O bullying, problema que veio à tona com o último atentado em Goiânia, na semana passada, é um tema subestimado pela opinião pública que nem tradução em português tem.
Vamos descrever o atentado, que mais parece a banalização do bullying no qual a vítima não foi necessariamente um loser, ou seja, um desafortunado social.
No último dia 20, um adolescente filho de militares, que se achava "humilhado" por ser criticado por não usar desodorante, entrou armado na escola Goyases, na capital goiana.
A escola ficava num bairro antes tranquilo, e o atentado causou duas mortes, dois garotos, tendo sido um deles um ex-amigo do atirador.
O adolescente foi apreendido. Ele feriu outros colegas e foi detido enquanto tentava recarregar o revólver, de propriedade de seu pai. Uma professora conversou com ele e tentou acalmá-lo.
O atentado, evidentemente, chamou a atenção no caso do bullying, embora o caso não seja típico de práticas desse tipo.
Eu já foi vítima de bullying, há 35 anos, e posso dizer que a maioria dessas práticas envolve casos em que o agressor é um privilegiado e a vítima, alguém de personalidade diferente dos padrões dominantes.
Geralmente o agressor varia entre um sujeito com problemas sociais crônicos e um "cara legal" que adora zoar com quem é diferente dele.
No primeiro caso, é um garoto-problema dotado de impulsos sociais violentos que agride outro mais frágil e sensível.
No segundo caso, é um rapagão querido por todos que se deixa valer de seu carisma para humilhar os outros num triste espetáculo de atrocidades morais contra quem é diferente.
No caso do adolescente de Goiânia, acredito que ele potencialmente poderia também ter sido não a vítima, mas o algoz do bullying, se houvesse alguém com quem ele sentiu antipatia.
O rapaz que matou dois colegas poderia também ser o "valentão" filho de militar que escolheria um outro colega seu para ser seu "soldadinho particular" e "saco de pancadas".
Creio que ele pudesse mais se enquadrar no "valentão" do primeiro caso, longe do "valentão adorável" que descrevi no segundo.
O segundo caso, dos "valentões" carismáticos que arrumam namoradas com a facilidade de quem encontra areia na praia, o filme Vingança dos Nerds (Revenge of the Nerds) mostrou de maneira humorística sua natureza.

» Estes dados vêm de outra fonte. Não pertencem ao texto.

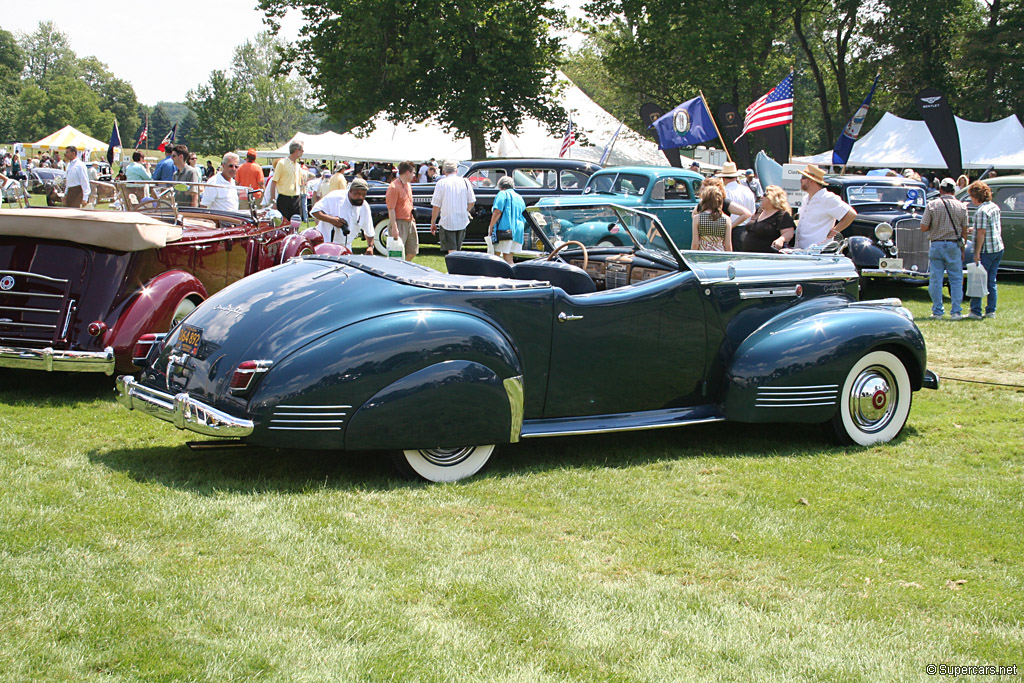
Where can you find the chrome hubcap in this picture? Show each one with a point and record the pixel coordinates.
(873, 398)
(446, 457)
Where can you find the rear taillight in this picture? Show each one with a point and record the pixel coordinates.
(246, 374)
(142, 348)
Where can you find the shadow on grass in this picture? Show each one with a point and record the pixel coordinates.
(41, 389)
(254, 470)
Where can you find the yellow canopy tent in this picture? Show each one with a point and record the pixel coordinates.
(69, 135)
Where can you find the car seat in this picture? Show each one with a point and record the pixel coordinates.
(477, 263)
(571, 279)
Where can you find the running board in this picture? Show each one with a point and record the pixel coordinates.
(218, 444)
(598, 424)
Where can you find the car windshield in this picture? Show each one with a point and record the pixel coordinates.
(627, 184)
(600, 225)
(896, 196)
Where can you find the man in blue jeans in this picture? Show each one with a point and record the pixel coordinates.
(988, 245)
(945, 221)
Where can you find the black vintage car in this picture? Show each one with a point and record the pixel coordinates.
(535, 178)
(885, 240)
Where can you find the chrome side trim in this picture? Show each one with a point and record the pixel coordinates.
(181, 410)
(50, 359)
(513, 387)
(768, 292)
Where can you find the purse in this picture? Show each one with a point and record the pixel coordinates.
(503, 235)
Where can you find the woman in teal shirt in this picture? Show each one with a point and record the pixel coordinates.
(507, 215)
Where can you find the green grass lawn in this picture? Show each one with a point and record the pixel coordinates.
(717, 552)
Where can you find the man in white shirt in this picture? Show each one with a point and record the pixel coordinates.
(453, 201)
(820, 210)
(221, 191)
(76, 180)
(344, 213)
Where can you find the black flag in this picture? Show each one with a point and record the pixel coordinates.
(939, 117)
(650, 113)
(732, 126)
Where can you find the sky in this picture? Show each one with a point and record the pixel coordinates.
(158, 72)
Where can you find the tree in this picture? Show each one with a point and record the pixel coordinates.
(116, 95)
(472, 66)
(276, 98)
(48, 54)
(221, 124)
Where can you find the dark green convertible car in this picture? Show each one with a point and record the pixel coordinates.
(368, 353)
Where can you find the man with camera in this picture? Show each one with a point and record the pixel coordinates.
(344, 213)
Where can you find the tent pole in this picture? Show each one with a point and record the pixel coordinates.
(715, 123)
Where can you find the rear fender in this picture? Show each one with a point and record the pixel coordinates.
(406, 380)
(152, 311)
(793, 368)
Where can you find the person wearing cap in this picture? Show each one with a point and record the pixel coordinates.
(221, 190)
(453, 202)
(251, 174)
(823, 215)
(738, 195)
(945, 222)
(988, 245)
(344, 213)
(287, 182)
(754, 183)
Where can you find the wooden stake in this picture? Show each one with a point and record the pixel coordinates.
(714, 123)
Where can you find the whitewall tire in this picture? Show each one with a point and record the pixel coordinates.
(875, 401)
(443, 464)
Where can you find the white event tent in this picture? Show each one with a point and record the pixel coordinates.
(896, 142)
(395, 142)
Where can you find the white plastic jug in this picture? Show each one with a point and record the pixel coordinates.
(977, 281)
(395, 249)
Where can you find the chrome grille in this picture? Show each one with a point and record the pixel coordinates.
(912, 244)
(309, 418)
(799, 396)
(35, 310)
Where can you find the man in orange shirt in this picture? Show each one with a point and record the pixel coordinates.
(399, 209)
(251, 175)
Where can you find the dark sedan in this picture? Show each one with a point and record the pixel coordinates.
(535, 178)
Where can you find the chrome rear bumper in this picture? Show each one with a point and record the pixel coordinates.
(51, 359)
(181, 410)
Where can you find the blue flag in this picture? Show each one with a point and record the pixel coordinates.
(688, 124)
(115, 142)
(607, 147)
(845, 143)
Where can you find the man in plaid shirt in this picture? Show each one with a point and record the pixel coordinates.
(987, 243)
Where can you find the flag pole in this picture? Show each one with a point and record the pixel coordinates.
(792, 122)
(714, 123)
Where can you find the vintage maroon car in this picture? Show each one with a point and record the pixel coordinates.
(79, 288)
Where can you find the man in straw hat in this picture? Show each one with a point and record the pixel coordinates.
(820, 210)
(738, 195)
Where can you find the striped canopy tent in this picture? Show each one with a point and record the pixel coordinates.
(69, 135)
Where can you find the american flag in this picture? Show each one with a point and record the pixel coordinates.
(773, 109)
(568, 140)
(144, 134)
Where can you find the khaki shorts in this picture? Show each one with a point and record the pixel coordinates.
(451, 240)
(407, 230)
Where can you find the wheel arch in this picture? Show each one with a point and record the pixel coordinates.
(792, 370)
(395, 368)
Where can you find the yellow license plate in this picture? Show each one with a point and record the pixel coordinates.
(188, 339)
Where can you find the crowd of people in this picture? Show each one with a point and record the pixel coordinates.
(734, 212)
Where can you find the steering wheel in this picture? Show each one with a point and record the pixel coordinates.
(586, 258)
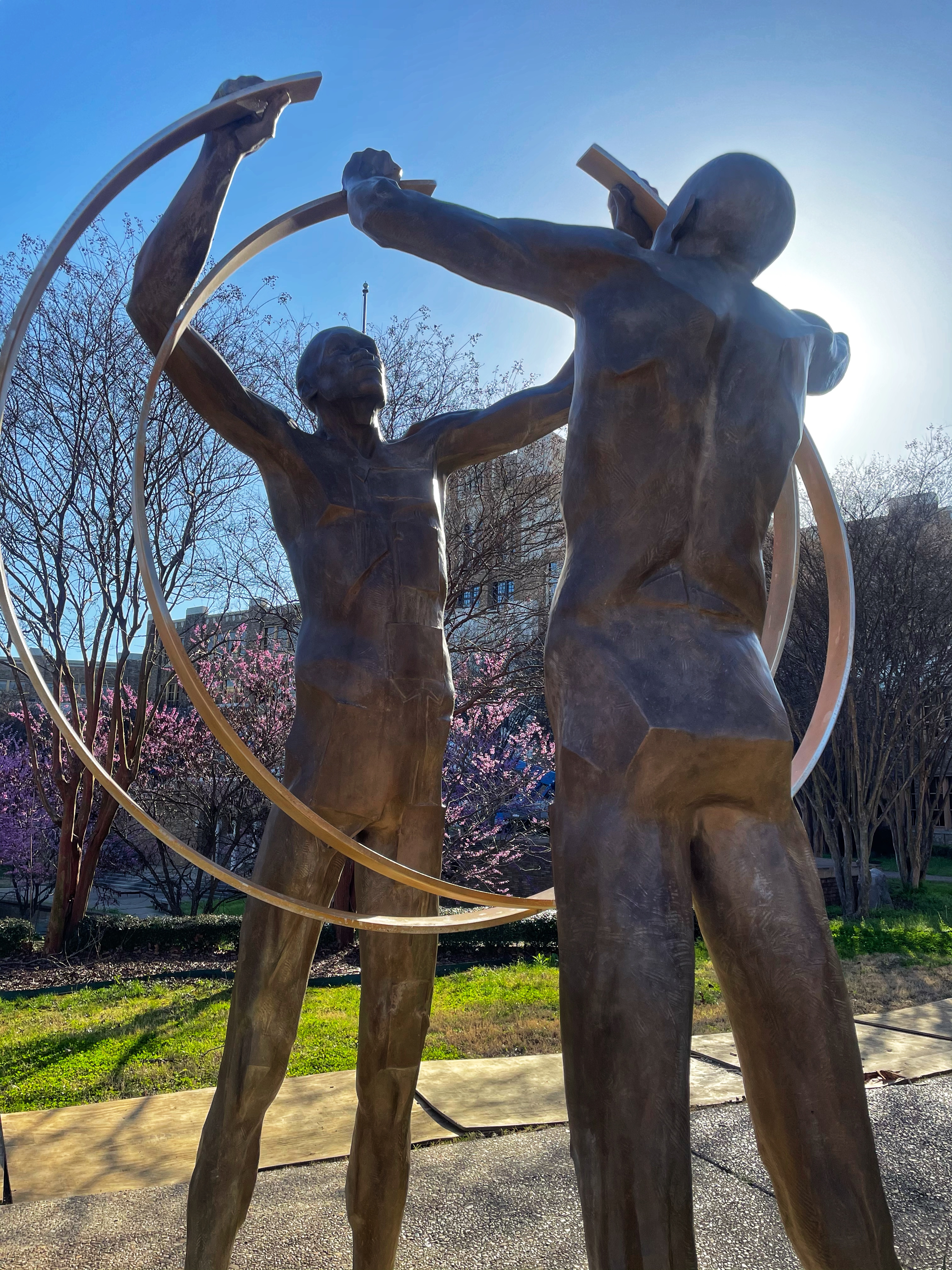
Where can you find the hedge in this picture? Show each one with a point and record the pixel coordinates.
(115, 933)
(17, 935)
(532, 935)
(118, 933)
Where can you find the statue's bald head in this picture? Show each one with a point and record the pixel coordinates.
(737, 208)
(341, 364)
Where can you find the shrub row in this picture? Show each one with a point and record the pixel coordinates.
(113, 933)
(118, 933)
(531, 935)
(17, 935)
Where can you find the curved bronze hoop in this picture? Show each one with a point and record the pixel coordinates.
(842, 609)
(177, 135)
(784, 576)
(507, 908)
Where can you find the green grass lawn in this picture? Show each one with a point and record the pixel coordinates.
(918, 928)
(151, 1038)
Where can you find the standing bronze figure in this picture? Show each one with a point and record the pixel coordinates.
(673, 748)
(361, 521)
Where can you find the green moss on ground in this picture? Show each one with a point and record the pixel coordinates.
(920, 926)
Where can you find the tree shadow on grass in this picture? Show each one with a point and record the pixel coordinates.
(78, 1042)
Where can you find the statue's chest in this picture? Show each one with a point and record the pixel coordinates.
(389, 523)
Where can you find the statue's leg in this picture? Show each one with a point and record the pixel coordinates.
(397, 990)
(276, 952)
(626, 970)
(761, 910)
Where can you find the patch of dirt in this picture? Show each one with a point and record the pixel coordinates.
(49, 972)
(881, 981)
(887, 981)
(534, 1030)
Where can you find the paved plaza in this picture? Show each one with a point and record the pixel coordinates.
(506, 1202)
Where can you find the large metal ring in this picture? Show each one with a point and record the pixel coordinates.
(508, 908)
(216, 115)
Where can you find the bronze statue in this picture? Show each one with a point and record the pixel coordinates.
(673, 748)
(361, 521)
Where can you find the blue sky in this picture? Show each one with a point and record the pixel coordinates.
(497, 102)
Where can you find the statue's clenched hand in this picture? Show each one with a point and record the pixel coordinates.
(246, 136)
(627, 219)
(367, 164)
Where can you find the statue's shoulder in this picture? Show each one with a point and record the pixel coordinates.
(761, 309)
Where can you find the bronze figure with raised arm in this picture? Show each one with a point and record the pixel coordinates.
(362, 524)
(673, 751)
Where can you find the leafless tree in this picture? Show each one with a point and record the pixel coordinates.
(503, 520)
(66, 531)
(894, 732)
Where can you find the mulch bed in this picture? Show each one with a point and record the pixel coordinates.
(36, 973)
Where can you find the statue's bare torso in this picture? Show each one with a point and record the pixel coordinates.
(673, 750)
(366, 548)
(668, 465)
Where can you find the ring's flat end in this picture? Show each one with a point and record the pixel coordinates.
(300, 88)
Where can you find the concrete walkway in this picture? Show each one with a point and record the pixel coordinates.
(506, 1203)
(135, 1143)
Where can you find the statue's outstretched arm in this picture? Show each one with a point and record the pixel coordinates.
(477, 436)
(168, 267)
(554, 265)
(829, 358)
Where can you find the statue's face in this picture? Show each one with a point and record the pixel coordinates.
(344, 365)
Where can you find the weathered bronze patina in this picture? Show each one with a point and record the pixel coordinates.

A realidade é mais dura e os "caras legais" que humilham os losers conseguem se dar bem na vida social, e isso ilude professores e pais de família.
Afinal, os "valentões" são dotados de carisma e o poder deles é reforçado quando pessoas de bem, não necessariamente agressoras, ficam do lado do agressor em práticas públicas de bullying.
Isso iludiu muita gente achando que o bullying era "brincadeira saudável" de crianças e adolescentes.
A ação de "valentões" é apenas o embrião do assédio moral, da corrupção, dos assassinatos de reputação.
Hoje tem ainda a sua versão na Internet, o cyberbullying, com campanhas ofensivas nas mídias sociais ou até mesmo blogues de calúnias e difamações.
Mas isso é conhecido.
O dado surreal é que, diante da mania de dissimulação e até de um problema psicológico comum dos brasileiros, o Transtorno de Projeção.
No Transtorno de Projeção, o algoz atribui à vítima os defeitos próprios dele.
Neste sentido, muitos adultos que haviam, na infância, humilhado os outros através do bullying, hoje se dizem vítimas dessa prática.
Daí para os "valentões" se autoafirmarem "nerds", a ponto deste termo se banalizar tanto que hoje perdeu o sentido original de antes, é um pulo.
Hoje se diz "nerd" qualquer rapagão "boa vida" que fica mais de quatro horas de Internet.
Muitos praticantes de cyberbullying também são metidos a se dizer "nerds" por usarem linguagem desbocada e irônica, o que é um equívoco.
Se classificar "nerd" por ser gozador é mais ou menos como ser fanático pelo livre-mercado e se dizer "esquerdista".
É, portanto, o travestismo ideológico o que"valentões" fazem quando se dizem "nerds".
O problema do bullying é tão complexo que poucos conseguem compreender.
E esse problema é tão subestimado, pois até pouco tempo atrás era "só uma brincadeira", que a expressão bullying nem tem tradução em português.
Eu, já em 1982, 1983, chamava essa triste prática de "implicância".
Mas hoje vejo esse termo como muito vago para defini-lo.
Tomando como base a expressão bully, sugiro a expressão "valentonismo" como equivalente em português do termo bullying.
Espero que o termo "valentonismo" pegue, para que assim possamos pensar o bullying conforme a realidade brasileira utilizando uma palavra própria.